Andrea, ihtiyaç duyduğu zaman yardım istemekten asla korkmamıştı, ama sormadan yardım da almamıştı. Ana ihtiyacı olduğunu bilmese bile her zaman elini sıkmak için oradaydı.
Onları bu kadar farklı kadınlar yapan, katlandıkları ihanet miktarı yüzünden birlikte ağladılar.
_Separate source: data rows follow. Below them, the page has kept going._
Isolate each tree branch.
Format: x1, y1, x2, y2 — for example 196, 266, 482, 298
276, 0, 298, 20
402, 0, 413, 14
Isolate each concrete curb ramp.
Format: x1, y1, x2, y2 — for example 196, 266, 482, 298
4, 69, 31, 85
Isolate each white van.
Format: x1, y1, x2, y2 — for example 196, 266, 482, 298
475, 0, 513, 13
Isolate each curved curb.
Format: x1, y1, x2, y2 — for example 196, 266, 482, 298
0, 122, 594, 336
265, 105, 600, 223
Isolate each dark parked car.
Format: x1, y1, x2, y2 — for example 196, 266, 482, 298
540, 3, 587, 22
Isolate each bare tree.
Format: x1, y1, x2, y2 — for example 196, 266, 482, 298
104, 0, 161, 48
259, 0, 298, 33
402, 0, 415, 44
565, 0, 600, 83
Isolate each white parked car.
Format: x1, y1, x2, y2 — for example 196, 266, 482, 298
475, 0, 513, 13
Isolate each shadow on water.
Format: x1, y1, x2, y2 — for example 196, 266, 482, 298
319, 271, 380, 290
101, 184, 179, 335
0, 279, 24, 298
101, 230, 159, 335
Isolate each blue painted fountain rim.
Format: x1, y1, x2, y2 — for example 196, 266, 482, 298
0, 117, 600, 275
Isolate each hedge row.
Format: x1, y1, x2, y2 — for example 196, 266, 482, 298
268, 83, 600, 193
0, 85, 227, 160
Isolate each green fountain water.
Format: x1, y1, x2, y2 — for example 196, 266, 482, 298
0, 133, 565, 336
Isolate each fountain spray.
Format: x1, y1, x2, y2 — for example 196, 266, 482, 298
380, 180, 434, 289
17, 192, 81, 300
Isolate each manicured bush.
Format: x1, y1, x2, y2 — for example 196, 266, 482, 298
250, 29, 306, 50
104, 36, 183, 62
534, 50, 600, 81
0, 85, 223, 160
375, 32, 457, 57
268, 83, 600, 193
Kendilerini bu kadar uzun süre farklı işlere götüren otobüsün şansını da takdir ettiler.
Andrea, Ana'nın ahenksiz şarkı söylemesini izledi, evcil hayvanının onu takip ederek, öğle yemeğini pişirmesine yardımcı olmak için her şeyi temizleyip hazırladı. Böylesine zor bir hayattan geçmiş bir kızın nasıl bu kadar olumlu olabileceğini anlamadı.
Ana'nın içinden geçtiği mağara derinliklerine kıyasla oldukça düz dipleri olan normal bir yaşamı vardı ve pozitif olmayı öğrenmek yıllarca içsel çalışma gerektirmişti.
Arkadaşının dinlenmesi ve iyileşmesinin ardından Ana, rutinine geri döndü, ancak farklı bir şeyle: Andrea her sabah günaydın mesajlarını gönderdi. Kimse onu alana kadar neye ihtiyaçları olduğunu bilemez ve saçma önyargılar olarak küçümsediğimiz şeylerin çoğu bizi kurtaran ve hayata anlam veren bir çare olabilir.